Whisper
Nacht.
Nur Gilberts Handy war unversehrt geblieben, Kat hatte es aus der Tasche seiner Jeanshose gezogen, mit ihrem ausgerenkten Arm. Jetzt lag sie in einem Einzelzimmer für Privatpatienten, außer dem abgebrochenen Zahn und dem Arm war sie unversehrt, stand aber unter Schock und würde noch ein paar Tage bleiben müssen, während Noa am Morgen entlassen werden würde – mit einem verstauchten Handgelenk und einer Schnittwunde auf der Stirn. Ein Splitter, ein einziger Splitter hatte sie getroffen, genau auf die Stelle zwischen ihren Augenbrauen.

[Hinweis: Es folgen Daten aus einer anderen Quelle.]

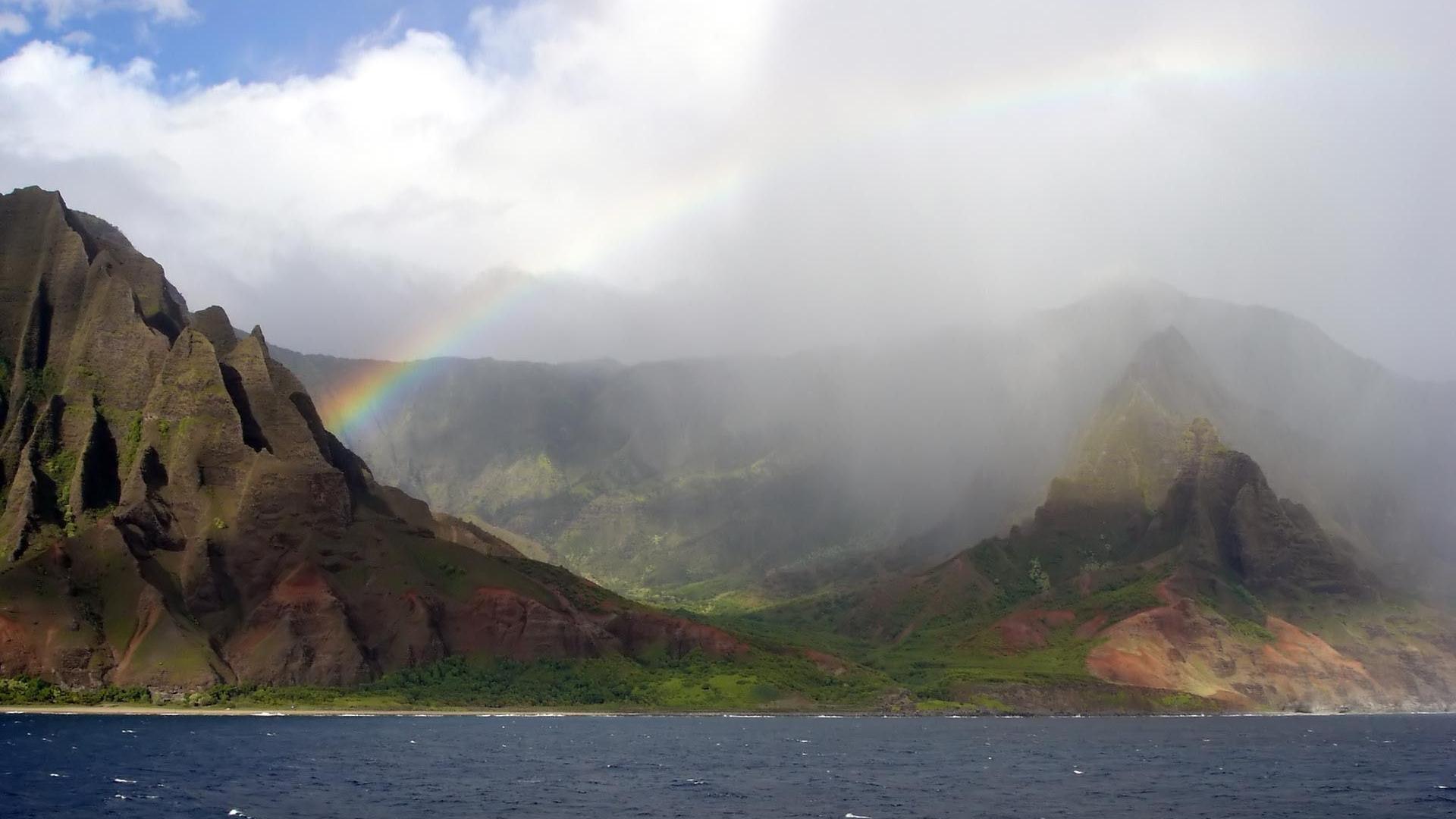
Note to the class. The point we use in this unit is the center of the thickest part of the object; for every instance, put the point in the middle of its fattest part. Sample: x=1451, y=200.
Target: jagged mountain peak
x=177, y=513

Auch David war in guter Verfassung, so hatte es der Krankenpfleger ausgedrückt, es wäre ein Wunder, dass niemand ums Leben gekommen sei, selbst den VW-Bus würde man wieder hinbekommen, das habe die Polizei gesagt, nur Kats Wagen nicht, der hatte einen Totalschaden und stand jetzt in der Polizeiwerkstatt, wo die Ursache für den Unfall festgestellt werden würde.

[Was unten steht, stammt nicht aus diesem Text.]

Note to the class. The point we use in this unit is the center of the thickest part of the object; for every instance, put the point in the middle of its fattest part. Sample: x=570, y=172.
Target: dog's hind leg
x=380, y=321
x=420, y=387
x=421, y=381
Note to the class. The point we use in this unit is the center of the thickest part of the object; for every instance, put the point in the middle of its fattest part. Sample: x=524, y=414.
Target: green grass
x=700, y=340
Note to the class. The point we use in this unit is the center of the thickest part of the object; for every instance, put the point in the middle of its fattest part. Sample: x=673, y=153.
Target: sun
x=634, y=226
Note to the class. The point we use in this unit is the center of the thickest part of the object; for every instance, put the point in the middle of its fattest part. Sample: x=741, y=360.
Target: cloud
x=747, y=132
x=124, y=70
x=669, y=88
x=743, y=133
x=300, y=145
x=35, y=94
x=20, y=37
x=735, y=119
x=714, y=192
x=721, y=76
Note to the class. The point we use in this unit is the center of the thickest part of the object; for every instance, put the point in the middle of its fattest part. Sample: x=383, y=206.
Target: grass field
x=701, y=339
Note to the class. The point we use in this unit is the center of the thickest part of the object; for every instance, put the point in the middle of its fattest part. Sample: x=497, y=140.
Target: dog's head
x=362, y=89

Kat schlief, als Noa am nächsten Morgen in ihr Zimmer kam und Gilbert – ja, Gilbert war außer Gefahr. Er hatte keine Gehirnblutung und lag nicht mehr auf der Intensivstation, sondern in einem Dreibettzimmer mit zwei älteren Herren, die auf ihren Betten saßen und Schach spielten. Gilbert war wach. Er hob einen Finger und zwinkerte Noa mit einem blutverkrusteten Auge unter seinem frischen Kopfverband zu. Er flüsterte etwas von einem Engel, mehr verstand Noa nicht, sie presste sich die Hand auf den Mund, um das Schluchzen zurückzudrängen, das ihr in der Kehle saß, und lief nach draußen in die Eingangshalle, wo David auf sie wartete. Er war genäht worden, das viele Blut war aus einem tiefen Schnitt über dem Wangenknochen gekommen, ansonsten war ihm nichts passiert.

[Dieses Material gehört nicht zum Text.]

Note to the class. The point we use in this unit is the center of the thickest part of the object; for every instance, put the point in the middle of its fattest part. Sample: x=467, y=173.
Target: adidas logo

Wie zwei Kinder fassten sich die beiden an den Händen.
Marie kam, um sie zu holen, und als sie draußen vor dem Krankenhaus aus dem Auto stieg, trug sie ihr blondes Haar offen über einem weißen Kleid und sah aus wie Gilberts geflüsterter Engel.
Krümel lag in seinem Zimmer und schlief. Marie hatte den Arzt gerufen und ihm eine Spritze geben lassen, weil er die ganze Nacht nach seinem Bruder geschrien hatte, bis ihm die Stimme wegbrach. »Außerdem hat er in der Stube randaliert«, sagte sie mit belegter Stimme. »Das ganze Bücherregal hat er umgeworfen, aber zum Glück konnte ich alles wieder in Ordnung bringen, bevor Esther und Gustaf aus dem Garten kamen. Um Gustaf mache ich mir keine Sorgen, aber Esther, du weißt ja, wie sie ist. Unordnung bringt sie völlig aus der Fassung. Mein Gott, David, was rede ich da eigentlich. Ich … ich bin selbst völlig durcheinander. Du hättest tot sein können. Du musst einen Engel gehabt haben, einen Schutzengel, ich bin so dankbar. So dankbar.«
Marie legte die Hand auf Davids Bein, aber David erwiderte nichts. Er saß nur stumm da und starrte aus dem Fenster, bis sie vor der Kneipe hielten.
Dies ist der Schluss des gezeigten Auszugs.